Здесь Шекспир снова сумел мастерски воспользоваться указаниями, хотя и скудными, которые дал ему Плутарх:
«По обряду и обычаю Антоний произнес надгробное слово над Цезарем, и когда увидал, что народ необычайно взволнован и тронут его речью, он внезапно к похвальной речи Цезарю присоединил то, что считал подходящим для того, чтобы пробудить сострадание и воспламенить душу слушателей».

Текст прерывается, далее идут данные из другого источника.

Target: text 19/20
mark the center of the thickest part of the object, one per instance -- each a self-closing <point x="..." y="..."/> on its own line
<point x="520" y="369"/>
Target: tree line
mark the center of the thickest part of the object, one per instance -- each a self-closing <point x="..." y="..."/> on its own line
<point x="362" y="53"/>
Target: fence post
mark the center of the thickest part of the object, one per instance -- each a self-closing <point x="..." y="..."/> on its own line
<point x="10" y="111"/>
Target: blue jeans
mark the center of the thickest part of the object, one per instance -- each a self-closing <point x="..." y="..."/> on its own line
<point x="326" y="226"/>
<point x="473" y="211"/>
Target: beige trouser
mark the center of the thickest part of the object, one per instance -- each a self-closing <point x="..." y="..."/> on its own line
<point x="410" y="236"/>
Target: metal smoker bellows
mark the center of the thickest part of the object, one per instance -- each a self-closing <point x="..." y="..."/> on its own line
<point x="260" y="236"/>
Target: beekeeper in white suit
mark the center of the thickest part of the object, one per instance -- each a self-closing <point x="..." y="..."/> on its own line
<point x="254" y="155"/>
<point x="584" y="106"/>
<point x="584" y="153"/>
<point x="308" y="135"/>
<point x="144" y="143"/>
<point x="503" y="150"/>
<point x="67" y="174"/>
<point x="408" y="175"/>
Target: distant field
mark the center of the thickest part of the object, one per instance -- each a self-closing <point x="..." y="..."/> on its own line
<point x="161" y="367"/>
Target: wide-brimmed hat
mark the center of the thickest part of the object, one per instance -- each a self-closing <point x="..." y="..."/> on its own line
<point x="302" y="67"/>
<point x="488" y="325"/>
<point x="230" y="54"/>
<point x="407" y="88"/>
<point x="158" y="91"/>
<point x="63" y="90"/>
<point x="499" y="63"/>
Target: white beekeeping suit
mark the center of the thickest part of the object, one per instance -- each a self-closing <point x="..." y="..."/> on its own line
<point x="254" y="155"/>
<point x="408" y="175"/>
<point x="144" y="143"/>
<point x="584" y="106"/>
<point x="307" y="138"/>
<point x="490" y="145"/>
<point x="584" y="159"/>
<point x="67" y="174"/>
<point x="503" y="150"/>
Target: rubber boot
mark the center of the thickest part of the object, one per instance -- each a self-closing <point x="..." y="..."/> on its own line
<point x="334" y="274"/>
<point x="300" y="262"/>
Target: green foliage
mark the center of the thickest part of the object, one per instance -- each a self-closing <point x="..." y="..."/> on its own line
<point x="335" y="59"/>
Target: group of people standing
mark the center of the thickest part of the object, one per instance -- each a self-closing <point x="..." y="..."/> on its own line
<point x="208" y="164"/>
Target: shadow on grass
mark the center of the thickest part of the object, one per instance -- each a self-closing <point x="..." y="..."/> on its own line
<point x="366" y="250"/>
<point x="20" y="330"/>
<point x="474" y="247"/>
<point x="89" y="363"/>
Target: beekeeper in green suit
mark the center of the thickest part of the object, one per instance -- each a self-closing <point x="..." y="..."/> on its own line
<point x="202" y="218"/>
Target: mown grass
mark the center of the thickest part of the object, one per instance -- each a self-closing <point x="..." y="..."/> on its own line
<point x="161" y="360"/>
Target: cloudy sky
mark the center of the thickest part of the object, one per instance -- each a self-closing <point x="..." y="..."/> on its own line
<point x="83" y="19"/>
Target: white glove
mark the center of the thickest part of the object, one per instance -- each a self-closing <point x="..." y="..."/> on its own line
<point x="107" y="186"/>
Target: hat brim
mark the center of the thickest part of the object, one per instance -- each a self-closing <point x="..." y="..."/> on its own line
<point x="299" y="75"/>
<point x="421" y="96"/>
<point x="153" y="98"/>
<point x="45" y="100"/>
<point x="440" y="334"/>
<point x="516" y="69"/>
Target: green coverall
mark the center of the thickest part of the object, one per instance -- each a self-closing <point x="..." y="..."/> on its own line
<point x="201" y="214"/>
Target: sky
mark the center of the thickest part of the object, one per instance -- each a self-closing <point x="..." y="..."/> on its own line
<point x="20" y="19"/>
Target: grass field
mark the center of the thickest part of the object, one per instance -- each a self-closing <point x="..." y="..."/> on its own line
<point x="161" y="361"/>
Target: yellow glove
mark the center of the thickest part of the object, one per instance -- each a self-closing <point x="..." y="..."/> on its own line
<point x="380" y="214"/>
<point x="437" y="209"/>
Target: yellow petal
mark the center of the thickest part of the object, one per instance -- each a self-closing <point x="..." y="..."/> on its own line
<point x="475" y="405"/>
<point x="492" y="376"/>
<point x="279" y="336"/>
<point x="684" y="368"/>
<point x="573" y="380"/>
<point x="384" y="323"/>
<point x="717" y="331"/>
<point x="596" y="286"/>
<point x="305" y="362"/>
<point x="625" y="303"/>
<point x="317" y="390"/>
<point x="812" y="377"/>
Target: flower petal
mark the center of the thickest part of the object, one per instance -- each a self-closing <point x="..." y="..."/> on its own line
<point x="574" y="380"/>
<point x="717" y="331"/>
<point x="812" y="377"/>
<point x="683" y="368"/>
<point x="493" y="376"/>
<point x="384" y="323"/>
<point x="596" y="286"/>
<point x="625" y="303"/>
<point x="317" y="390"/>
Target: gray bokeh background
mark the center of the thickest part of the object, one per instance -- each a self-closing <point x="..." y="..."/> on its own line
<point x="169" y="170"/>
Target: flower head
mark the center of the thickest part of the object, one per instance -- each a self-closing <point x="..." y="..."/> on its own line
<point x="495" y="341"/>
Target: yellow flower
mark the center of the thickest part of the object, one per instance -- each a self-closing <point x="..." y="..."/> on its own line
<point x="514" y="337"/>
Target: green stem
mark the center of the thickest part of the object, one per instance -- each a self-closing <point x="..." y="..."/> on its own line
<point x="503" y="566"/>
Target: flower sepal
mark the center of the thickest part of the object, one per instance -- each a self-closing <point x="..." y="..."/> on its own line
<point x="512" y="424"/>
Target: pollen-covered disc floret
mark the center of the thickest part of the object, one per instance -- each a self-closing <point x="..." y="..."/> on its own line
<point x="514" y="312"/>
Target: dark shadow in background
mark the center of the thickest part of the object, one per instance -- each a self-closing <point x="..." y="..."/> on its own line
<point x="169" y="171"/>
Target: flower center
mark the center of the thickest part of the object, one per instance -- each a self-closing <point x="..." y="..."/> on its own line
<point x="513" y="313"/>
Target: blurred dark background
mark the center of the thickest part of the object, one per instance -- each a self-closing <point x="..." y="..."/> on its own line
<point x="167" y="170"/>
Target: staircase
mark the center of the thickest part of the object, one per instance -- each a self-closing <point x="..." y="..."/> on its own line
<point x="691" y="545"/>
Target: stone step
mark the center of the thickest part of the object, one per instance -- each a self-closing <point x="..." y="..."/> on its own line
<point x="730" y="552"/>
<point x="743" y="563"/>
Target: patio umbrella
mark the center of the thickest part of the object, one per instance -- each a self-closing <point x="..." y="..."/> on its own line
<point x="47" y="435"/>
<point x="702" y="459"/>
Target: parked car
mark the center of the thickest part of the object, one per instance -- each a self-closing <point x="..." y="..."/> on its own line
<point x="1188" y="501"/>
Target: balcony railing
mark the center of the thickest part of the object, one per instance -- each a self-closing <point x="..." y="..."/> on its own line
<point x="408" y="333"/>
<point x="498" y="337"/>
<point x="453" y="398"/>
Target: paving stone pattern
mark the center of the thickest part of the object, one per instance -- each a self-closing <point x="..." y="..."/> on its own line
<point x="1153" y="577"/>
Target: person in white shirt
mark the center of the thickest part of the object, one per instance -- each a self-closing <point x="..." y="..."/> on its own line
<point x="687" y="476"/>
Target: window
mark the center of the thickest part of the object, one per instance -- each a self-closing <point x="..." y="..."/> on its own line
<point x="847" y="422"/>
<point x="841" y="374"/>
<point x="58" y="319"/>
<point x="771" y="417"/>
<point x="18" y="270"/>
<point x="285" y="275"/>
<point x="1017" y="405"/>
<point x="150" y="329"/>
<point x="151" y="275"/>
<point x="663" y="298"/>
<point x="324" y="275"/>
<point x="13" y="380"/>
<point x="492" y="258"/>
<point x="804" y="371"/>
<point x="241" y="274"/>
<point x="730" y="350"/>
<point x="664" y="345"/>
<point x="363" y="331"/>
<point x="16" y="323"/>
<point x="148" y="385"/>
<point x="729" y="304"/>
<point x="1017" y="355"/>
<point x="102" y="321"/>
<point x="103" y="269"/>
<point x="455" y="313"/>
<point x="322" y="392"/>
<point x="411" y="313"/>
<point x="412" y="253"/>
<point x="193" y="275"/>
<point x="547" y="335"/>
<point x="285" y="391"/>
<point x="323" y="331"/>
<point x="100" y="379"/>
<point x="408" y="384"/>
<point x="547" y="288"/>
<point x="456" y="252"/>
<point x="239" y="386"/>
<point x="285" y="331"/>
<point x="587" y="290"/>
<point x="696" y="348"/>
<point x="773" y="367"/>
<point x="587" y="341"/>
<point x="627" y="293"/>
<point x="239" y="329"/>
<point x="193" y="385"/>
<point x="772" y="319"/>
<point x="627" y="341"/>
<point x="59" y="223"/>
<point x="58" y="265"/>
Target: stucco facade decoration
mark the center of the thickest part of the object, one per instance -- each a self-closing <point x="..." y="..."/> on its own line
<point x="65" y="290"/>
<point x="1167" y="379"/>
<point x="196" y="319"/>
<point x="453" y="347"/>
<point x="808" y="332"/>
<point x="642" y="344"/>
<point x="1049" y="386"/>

Послушайте, что сделал из этого Шекспир:
Друзья, римляне, сограждане, удостойте меня вашего внимания. Не восхвалять, а отдать последний долг хочу я Цезарю. Дурные дела людей переживают их, хорошие — погребаются часто вместе с их костями. Пусть будет то же и с Цезарем! Благородный Брут сказал вам, что Цезарь был властолюбив; если это справедливо — это важный недостаток, и Цезарь жестоко поплатился за него. Я пришел сюда с позволения Брута и прочих, потому что Брут благороден — таковы и все они: все они благородные люди, — чтобы сказать надгробное слово Цезарю. Он был мне друг, добр и справедлив в отношении ко мне; но Брут говорит, что он был властолюбив, а Брут — благородный человек.
Затем Антоний возбуждает сперва сомнение во властолюбии Цезаря, упоминает о том, как он отказался от царской короны, трижды отказался от нее. Разве же это было властолюбие? Вслед за этим он переходит к вопросу, что Цезарь ведь все-таки был когда-то любим, и ничто не запрещает оплакивать его. Потом, с внезапной вспышкой:
О, где же здравый смысл? Бежал к безумным зверям, и люди лишились рассудка! Сердце мое в этом гробе с Цезарем: я не могу продолжать, пока оно не возвратится ко мне.
И вот следует призыв сострадания к этому величайшему мужу, слово которого еще вчера могло противостать вселенной и перед которым теперь, когда он лежит здесь, самый ничтожный человек не хочет поклониться. Несправедливо было бы держать к народу подстрекающую речь, несправедливо относительно Брута и Кассия, «которые — как вы знаете — благородные люди» (вставленные слова звучат, как насмешка, покрывающая собой похвалу), нет, он скорее готов обидеть умершего и самого себя. Но вот у него пергамент, — он, конечно, не станет читать его вслух, — но если бы народ узнал его содержание, то бросился бы лобызать раны умершего и омочил бы свои платки в его священной крови. — И когда громкие требования узнать содержание завещания смешиваются с проклятиями убийцам, Антоний встречает их упорным отказом. Вместо того, чтобы приступить к чтению, он развертывает перед глазами народа продырявленный кинжалами плащ Цезаря.
Здесь у Плутарха стояло:
«Напоследок он развернул плащ Цезаря, весь окровавленный и исколотый ударами кинжалов, и назвал виновников убийства злодеями и отцеубийцами».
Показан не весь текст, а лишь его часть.